Last November I wrote [http://community.xe.com/forum/xe-market-analysis/yoy-reported-corporate-... that, since corporate profits are a long leading indicator, and stock prices a shorter leading indicator, then contrary to received wisdom, reported corporate profits ought to bear some leading relationship to stock prices, and indeed they do:

"[C]orporate profits tend to turn about 12 months before stock prices.  But the relationship certainly isn't perfect.  For example, during the tech boom of the late 1990's, YoY gains in the S&P dwarfed gains in corporate profits.  The reverse happened during the last expansion: gains in the S&P badly lagged gains in corporate profits.

"This is a function of ... [P/E] "multiple expansion/contraction." ....

"With corporate profits barely positive YoY for the last two quarters [Q2 and Q3 of 2103], I wold expect that the YoY percentage growth in the value of the S&P 500 is likely to be less than 20%, on average, during the second and third quarter of next year [2014].  If there is no multiple expansion, I would expect that by the third quarter of next year, on average the S&P 500 would only be about 5% higher than it was this summer."

Now that the first quarter of 2014 is in the books, let's take an updated look comparing reported corporate profits and the S&P 500. (Regrettably, this is the last time I'll be able to use these graphs, since S&P has insisted that the St. Louis FRED delete the series since it is not paying for the information.)  

First of all, here is the relationship between the YoY% change in corporate profits vs. stock prices for the last 20 years:

Now here is the same information zoomed in on the last 3 years:

There was a marked deceleration in the YoY% increase in corporate profits in Q2 of last year that persisted through the end of 2013.  Thus, all things being equal, we ought to expect that stock prices will only be up about 5% or so YoY *on average measured on a quarterly basis* for the remainder of this year.

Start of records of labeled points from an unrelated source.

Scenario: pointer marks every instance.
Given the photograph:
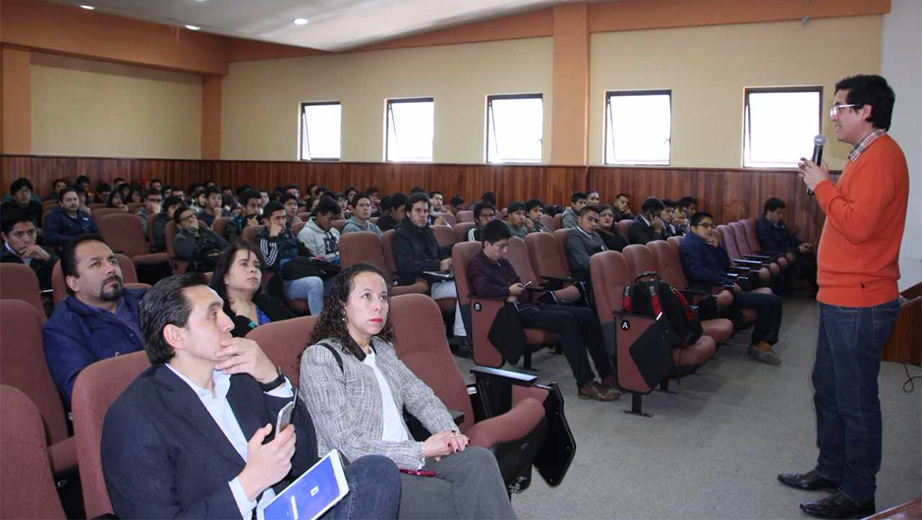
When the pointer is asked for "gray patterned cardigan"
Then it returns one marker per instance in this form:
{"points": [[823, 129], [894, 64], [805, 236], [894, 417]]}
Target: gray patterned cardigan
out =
{"points": [[346, 406]]}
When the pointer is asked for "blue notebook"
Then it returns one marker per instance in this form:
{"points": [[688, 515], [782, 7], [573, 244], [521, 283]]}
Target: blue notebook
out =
{"points": [[312, 494]]}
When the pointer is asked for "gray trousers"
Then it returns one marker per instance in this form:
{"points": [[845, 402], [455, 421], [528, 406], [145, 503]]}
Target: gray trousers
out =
{"points": [[467, 485]]}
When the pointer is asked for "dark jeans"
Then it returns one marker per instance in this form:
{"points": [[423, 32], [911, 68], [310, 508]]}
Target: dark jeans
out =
{"points": [[848, 423], [768, 306], [579, 331], [374, 490]]}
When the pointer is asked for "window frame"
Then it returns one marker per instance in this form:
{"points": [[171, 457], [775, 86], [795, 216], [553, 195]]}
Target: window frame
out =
{"points": [[387, 123], [490, 120], [609, 123], [303, 140], [747, 118]]}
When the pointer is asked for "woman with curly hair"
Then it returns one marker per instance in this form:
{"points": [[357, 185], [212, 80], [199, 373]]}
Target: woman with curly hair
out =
{"points": [[356, 389]]}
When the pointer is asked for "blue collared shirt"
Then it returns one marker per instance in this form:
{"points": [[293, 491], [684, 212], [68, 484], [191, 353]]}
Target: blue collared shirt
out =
{"points": [[221, 411]]}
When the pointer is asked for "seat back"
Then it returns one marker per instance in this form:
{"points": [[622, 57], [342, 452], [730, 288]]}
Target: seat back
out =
{"points": [[284, 341], [59, 284], [96, 388], [123, 233], [23, 365], [422, 346], [667, 263], [444, 235], [19, 282], [25, 468], [461, 230]]}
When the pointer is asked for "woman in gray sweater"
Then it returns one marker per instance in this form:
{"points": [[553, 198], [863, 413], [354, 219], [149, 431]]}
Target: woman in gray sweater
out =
{"points": [[356, 390]]}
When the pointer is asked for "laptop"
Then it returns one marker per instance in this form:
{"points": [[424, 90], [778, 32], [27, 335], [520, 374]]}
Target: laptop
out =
{"points": [[312, 494]]}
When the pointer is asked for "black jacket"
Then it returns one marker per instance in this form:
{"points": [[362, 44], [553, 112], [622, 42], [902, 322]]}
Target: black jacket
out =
{"points": [[415, 251]]}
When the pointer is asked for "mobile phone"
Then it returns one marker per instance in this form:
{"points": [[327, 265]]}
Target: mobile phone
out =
{"points": [[419, 472], [284, 418]]}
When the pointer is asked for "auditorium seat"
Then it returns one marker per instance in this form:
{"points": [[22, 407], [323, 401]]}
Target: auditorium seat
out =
{"points": [[479, 312], [129, 278], [25, 470], [96, 388], [19, 282], [610, 273], [23, 365]]}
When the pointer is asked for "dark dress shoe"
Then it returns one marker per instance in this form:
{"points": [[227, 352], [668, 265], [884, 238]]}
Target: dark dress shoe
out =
{"points": [[810, 481], [839, 505]]}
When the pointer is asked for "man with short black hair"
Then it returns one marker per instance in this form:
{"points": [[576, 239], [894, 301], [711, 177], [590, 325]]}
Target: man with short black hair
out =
{"points": [[647, 225], [67, 220], [192, 436], [99, 318], [578, 201], [19, 246]]}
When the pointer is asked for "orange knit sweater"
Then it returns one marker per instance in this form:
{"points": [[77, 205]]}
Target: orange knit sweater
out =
{"points": [[865, 216]]}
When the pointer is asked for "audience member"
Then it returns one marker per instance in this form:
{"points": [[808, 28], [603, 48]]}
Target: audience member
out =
{"points": [[278, 246], [492, 275], [356, 388], [319, 236], [416, 250], [647, 226], [249, 199], [775, 236], [67, 220], [611, 237], [22, 200], [484, 212], [571, 214], [238, 281], [20, 247], [156, 465], [99, 318], [706, 263], [360, 217]]}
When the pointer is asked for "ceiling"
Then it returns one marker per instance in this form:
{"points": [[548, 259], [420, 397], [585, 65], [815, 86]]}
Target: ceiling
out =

It certainly hasn't happened so far, and the reason is "multiple expansion" as described above and is shown in this graph normed to 100 at the stock market low of March 2009:

In 2013 and through the first quarter of this year, stock prices increased significantly more that corporate profits.

That multiple expansion might continue for quite awhile.  But a 10%+ decline of stock prices on average in this quarter or the next would certainly not be unusual.

(Final caveat:  This post contains opinions and observations. It is not professional advice in any way, shape or form and should not be construed that way. In other words, buyer beware.)